Esa cualidad de desdoblamiento temporal la comparten los lectores, que, ensimismados, caminan por las calles en una especie de trance pensando en la novela que tienen a medias, anhelando retomarla para sumergirse en las pasiones enmarcadas en épocas pretéritas. Y siempre les asalta la misma contradicción: desear continuar con su lectura pero temer que acabe. Como cuando leí El hereje, de Miguel Delibes, una obra maestra que reconstruye el Valladolid de Carlos V y disecciona las mentalidades y sentimientos con hermosura. Me sucedió con la novela lo que me pasa con el cine y raras veces con la literatura: me emocioné hasta la lágrima. Porque hay libros que fueron relámpagos en nuestras vidas y que, como el amor, asociamos a determinados momentos: el verano en el que leímos Sinuhé el egipcio, la gripe que aprovechamos para embaularnos No digas que fue un sueño o el viaje en el que devoramos con bulimia Juliano el apóstata.

En la segunda mitad de los ochenta, En busca del unicornio, de Eslava Galán, concilia el favor de crítica y público por la odisea que viven los protagonistas del libro, relatada en un envolvente castellano antiguo. El infatigable éxito de Juan Eslava –gran conocedor de los clásicos españoles y anglosajones– se basará en introducir el sentido del humor en sus novelas, en el exquisito manejo idiomático y en su rigor al recrear el pasado.

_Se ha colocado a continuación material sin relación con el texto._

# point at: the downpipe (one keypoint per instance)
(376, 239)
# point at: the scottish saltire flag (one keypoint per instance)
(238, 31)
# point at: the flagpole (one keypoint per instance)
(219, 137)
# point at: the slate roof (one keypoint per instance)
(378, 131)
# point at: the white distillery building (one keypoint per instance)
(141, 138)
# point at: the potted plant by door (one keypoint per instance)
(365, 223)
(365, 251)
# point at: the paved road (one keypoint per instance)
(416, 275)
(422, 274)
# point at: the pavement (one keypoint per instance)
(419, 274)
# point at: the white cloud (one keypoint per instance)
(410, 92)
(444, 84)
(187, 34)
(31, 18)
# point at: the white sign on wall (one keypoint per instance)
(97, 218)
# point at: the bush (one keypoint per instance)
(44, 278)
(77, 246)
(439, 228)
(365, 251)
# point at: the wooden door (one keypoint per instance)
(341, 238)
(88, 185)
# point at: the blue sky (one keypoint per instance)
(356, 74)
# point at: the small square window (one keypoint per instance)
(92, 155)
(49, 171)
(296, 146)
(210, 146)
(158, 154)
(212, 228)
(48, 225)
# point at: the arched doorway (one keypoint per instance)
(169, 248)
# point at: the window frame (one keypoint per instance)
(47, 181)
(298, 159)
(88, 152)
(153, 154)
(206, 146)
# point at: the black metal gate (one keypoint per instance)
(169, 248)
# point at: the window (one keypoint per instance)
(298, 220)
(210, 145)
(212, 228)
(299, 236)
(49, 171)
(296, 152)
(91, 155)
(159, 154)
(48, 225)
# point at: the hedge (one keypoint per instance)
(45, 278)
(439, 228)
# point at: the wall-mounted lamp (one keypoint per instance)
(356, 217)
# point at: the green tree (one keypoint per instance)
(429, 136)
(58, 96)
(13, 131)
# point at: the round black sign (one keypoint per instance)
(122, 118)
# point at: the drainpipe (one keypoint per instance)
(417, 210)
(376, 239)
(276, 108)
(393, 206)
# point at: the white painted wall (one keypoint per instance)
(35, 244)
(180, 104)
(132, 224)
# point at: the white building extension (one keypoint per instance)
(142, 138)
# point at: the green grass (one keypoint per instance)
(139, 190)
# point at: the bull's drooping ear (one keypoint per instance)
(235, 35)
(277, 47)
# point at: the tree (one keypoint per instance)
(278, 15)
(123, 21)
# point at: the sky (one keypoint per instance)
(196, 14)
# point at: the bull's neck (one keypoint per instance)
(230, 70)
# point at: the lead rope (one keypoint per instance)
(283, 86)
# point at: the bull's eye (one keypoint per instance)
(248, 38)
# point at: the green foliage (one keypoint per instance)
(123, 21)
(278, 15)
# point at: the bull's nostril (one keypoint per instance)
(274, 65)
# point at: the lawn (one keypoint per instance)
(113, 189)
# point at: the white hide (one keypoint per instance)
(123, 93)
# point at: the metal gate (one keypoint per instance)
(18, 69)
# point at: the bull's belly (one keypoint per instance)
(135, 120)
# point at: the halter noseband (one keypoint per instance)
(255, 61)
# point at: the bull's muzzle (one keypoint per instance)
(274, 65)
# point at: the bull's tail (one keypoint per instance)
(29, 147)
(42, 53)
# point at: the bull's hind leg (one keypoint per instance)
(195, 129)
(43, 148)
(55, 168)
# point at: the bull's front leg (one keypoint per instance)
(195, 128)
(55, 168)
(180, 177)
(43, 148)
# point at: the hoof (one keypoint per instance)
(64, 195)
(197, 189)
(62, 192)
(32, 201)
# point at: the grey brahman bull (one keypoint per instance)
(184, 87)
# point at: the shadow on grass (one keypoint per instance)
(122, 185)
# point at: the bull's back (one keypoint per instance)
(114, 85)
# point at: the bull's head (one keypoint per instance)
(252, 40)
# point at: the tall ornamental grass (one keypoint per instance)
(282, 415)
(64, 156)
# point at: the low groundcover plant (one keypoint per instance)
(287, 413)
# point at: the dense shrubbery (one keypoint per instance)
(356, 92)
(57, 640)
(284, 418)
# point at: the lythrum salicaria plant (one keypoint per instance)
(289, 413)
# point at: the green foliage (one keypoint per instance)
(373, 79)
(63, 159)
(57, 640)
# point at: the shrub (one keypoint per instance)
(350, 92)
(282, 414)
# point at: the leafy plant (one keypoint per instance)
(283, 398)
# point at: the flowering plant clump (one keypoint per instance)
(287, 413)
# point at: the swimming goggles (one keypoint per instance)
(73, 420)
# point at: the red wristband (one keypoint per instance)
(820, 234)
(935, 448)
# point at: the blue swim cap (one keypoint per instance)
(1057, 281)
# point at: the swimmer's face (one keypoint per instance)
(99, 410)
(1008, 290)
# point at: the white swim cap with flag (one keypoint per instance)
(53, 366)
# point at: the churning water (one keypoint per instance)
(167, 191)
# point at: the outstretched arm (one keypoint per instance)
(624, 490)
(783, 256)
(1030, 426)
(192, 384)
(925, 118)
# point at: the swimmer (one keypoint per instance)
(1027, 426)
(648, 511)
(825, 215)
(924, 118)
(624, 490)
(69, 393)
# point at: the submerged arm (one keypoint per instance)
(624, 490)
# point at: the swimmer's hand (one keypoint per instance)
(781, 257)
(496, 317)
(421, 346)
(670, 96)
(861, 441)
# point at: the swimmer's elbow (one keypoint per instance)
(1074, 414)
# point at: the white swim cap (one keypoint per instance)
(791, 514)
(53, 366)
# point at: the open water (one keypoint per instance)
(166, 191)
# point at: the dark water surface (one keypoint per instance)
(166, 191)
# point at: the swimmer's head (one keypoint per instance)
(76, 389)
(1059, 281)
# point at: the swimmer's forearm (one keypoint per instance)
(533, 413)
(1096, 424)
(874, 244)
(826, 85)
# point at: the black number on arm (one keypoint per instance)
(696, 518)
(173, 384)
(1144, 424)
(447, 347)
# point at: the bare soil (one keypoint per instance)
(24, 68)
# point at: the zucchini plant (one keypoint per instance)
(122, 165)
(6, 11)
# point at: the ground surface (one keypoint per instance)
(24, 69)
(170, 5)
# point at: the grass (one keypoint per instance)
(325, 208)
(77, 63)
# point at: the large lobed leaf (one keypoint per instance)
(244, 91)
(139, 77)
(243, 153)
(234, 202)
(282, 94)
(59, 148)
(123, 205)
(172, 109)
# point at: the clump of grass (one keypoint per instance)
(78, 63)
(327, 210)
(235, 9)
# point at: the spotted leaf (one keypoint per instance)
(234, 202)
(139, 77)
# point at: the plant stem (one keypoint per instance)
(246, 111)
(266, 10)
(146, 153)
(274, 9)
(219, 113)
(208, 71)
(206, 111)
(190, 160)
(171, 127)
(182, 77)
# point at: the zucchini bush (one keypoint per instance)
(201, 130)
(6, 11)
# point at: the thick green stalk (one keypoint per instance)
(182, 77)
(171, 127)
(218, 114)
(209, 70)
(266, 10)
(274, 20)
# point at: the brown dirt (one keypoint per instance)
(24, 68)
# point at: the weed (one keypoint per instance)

Y llegamos a la última casa de postas de este camino: Arturo Pérez-Reverte. Alatriste. Casi nada. El personaje que ha hecho reverdecer el interés por nuestro Siglo de Oro. Ya en la primera incursión literaria de Pérez-Reverte, El húsar, con aquel joven oficial que soñaba con cargas de caballería, se perfilaban las claves de su narrativa: el reseteo de la novelística decimonónica, la incorporación a cada obra de una mochila vivencial, una visión lúcida y crepuscular del mundo que nos ha tocado en suerte, y unos protagonistas con el alma cosida a cicatrices que aspiran a descansar alguna vez en su Ítaca. Su última novela, Hombres buenos, fue un feliz giro de tuerca, pues a unos protagonistas redondos añadió una estructura audaz que incidía en homenajear al mundo de la cultura y a Carlos III, un gran rey de nuestra Historia. No en vano, Felipe VI tiene en su despacho de La Zarzuela un óleo del monarca ilustrado pintado por Mengs.

En mi boda, algunas de las arras eran duros de plata de José Bonaparte, así que parecía que se casaba un afrancesado con doscientos años de retraso. Ya no había antídoto que me curase del dulce veneno de la novela histórica y de la saudade por los tiempos pasados. Algo parecido le pasaba al tartamudo emperador Claudio de la obra de Robert Graves, que añoraba la Roma que no vivió.

Como nos sucede al leer una novela histórica que deja huella. Como la dejan los buenos amigos.

Emilio Lara, historiador y escritor.